Memory system design

Constraint of a Von Neumann architecture is that a single memory module of conventional design can access no more than one word during each cycle of the memory clock

memory cycle time

to read a word
send address
wait until data is valid (READ)
enable data to the bus

to write a word
send address
send data
command WRITE
wait until cycle complete

type of memory cell : RAM, static RAM, dynamic RAM
New memory bus : page mode, nibble mode, RAMBUS, EDO etc.

To increase memory bandwidth (bits/bytes per second)
* reduce cycle time
* increase word size
* concurrent access (banking, interleaving)

memory hierarchy
processor --- cache --- main memory --- secondary memory

principle of locality of references
* temporal
* spatial  (array, vector, code segment)

advantage : average memory access time is nearly equal to the speed of the fastest memory, whereas the average unit cost of the memory system approaches the cost of the cheapest memory.

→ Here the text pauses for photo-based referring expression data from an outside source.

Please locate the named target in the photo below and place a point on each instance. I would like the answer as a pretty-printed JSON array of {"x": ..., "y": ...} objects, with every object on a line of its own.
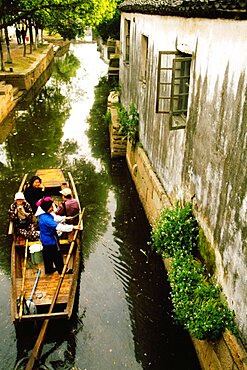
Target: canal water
[{"x": 123, "y": 317}]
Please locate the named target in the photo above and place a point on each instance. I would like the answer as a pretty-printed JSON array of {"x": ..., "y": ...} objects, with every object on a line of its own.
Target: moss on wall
[{"x": 206, "y": 252}]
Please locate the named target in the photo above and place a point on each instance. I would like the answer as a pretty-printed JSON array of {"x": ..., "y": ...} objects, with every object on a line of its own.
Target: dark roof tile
[{"x": 234, "y": 9}]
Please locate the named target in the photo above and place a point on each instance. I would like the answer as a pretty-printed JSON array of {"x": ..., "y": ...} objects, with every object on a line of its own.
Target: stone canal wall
[
  {"x": 12, "y": 85},
  {"x": 25, "y": 80},
  {"x": 227, "y": 353}
]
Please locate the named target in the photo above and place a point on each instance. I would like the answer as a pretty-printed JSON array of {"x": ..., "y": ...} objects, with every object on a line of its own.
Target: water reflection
[{"x": 122, "y": 318}]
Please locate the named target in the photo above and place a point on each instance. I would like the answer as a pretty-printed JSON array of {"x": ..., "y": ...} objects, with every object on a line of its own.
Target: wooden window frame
[
  {"x": 176, "y": 87},
  {"x": 144, "y": 59},
  {"x": 127, "y": 41}
]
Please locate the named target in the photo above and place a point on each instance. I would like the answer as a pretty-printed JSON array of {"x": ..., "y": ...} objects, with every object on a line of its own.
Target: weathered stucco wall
[{"x": 207, "y": 160}]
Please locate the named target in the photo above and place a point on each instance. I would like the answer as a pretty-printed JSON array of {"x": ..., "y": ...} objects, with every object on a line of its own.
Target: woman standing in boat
[
  {"x": 49, "y": 236},
  {"x": 34, "y": 192}
]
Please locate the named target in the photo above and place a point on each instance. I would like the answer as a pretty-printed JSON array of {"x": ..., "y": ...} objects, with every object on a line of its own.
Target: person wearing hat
[
  {"x": 69, "y": 206},
  {"x": 21, "y": 214},
  {"x": 49, "y": 229},
  {"x": 34, "y": 192}
]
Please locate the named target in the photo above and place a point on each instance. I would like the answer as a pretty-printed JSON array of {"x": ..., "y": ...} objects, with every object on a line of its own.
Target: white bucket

figure graph of access time vs cost of memory
 

Cache

cache operation : read request, write request.
cache event : load hit, load miss, store hit, store miss
write operation : write through, write back.
cache performance : hit ratio (h) = number of ref. found in cache/ total ref. An example of how the hit ratio affects the performance, given the speed of cache and main memory.
tc = tcache, tm = miss penalty  (read block from main memory)
h = 0.5 to 0.95 step 0.05
tc = 10 ns, tm = 100 ns
ta = 55, 50, 46, 41, 37, 32, 28, 23, 19, 14
tc = 50 ns, tm = 100 ns
ta = 75, 72, 70, 67, 65, 62, 60, 57, 55, 52

Cache Organisation
* Fully Associative
* Direct Map
* Set Associative

replacement policy
* random
* least frequently used
* least recently used
* optimal

Cache type is classified according to its "organisation".  Mostly they differ in the following manner :
1  where can a block be placed in the upper level?
2  how is a block found if it is in the upper level?
3  which block should be replaced on a miss?
4  what happens on a write?

Q1
if each block has only one place it can appear in a cache.  The cache is called "direct mapped"
if a block can be placed anywhere, it is called "fully associative".
if a block can be placed in a restricted set of places, it is "set- associative".

Q2
Cache includes an address tag on each block which is used to check if the required address is in the cache.
Direct mapped cache searches exactly one tag.
Fully associative cache searches all tags at once.
Set associative cache searches one tag from one set but all set at once.

Q3
replacement policy
direct mapped cache has no choice.
others have random, Least Recently Used, Least Frequently Used, Optimal.

Q4
two options :write through, write back.

associative memory (Content Addressable Memory, CAM)
retrieve "content" of memory by association. "Is there any cell that has value 105?".
Using conventional memory (RAM) which has to be accessed by address, to retrieve by association requires scanning the whole content.  If there is no ordering among the content scanning will take O(n).  If some ordering, such as ascending, using binary search will take O(n log n). But associative memory take O(1).

Example on-chip cache of Intel 486
4 Way set associative, line size 16 bytes, cache size 8Kbytes
Pseudo LRU 3 bits  : r0, r1, r2    Set number : s0, s1, s2, s3

most recent access           set bit
s0 or s1                                    r0
s0                                              r1
s2                                              r2
if r0 r1  = 00   replace    s0
if r0 r1  = 11   replace    s1
if r0 r2  = 10   replace    s2
if r0 r2  = 11   replace    s3

Address Trace
To measure the performance of a cache memory, miss ratio is measure from an address trace.  Some problems are presented :
1. the workload on the trace may not be representative
2. the initialisation transient may grossly affect the evaluation
3. the trace may be too short to obtain accurate measurement.

The length of the trace is important for accuracy.  Also the concern about initialisation of cache (should or should not take into account for cache miss).  If cache size is 1000 lines, assuming 1 byte per line, and miss ratio is 1%, for miss to occur once for every line requires the trace length of 100,000 addresses just to initialise the cache.

(for each quadrupling of cache size, the trace length increases by a factor of 8)  Typical simulations cover hundreds of ms at most.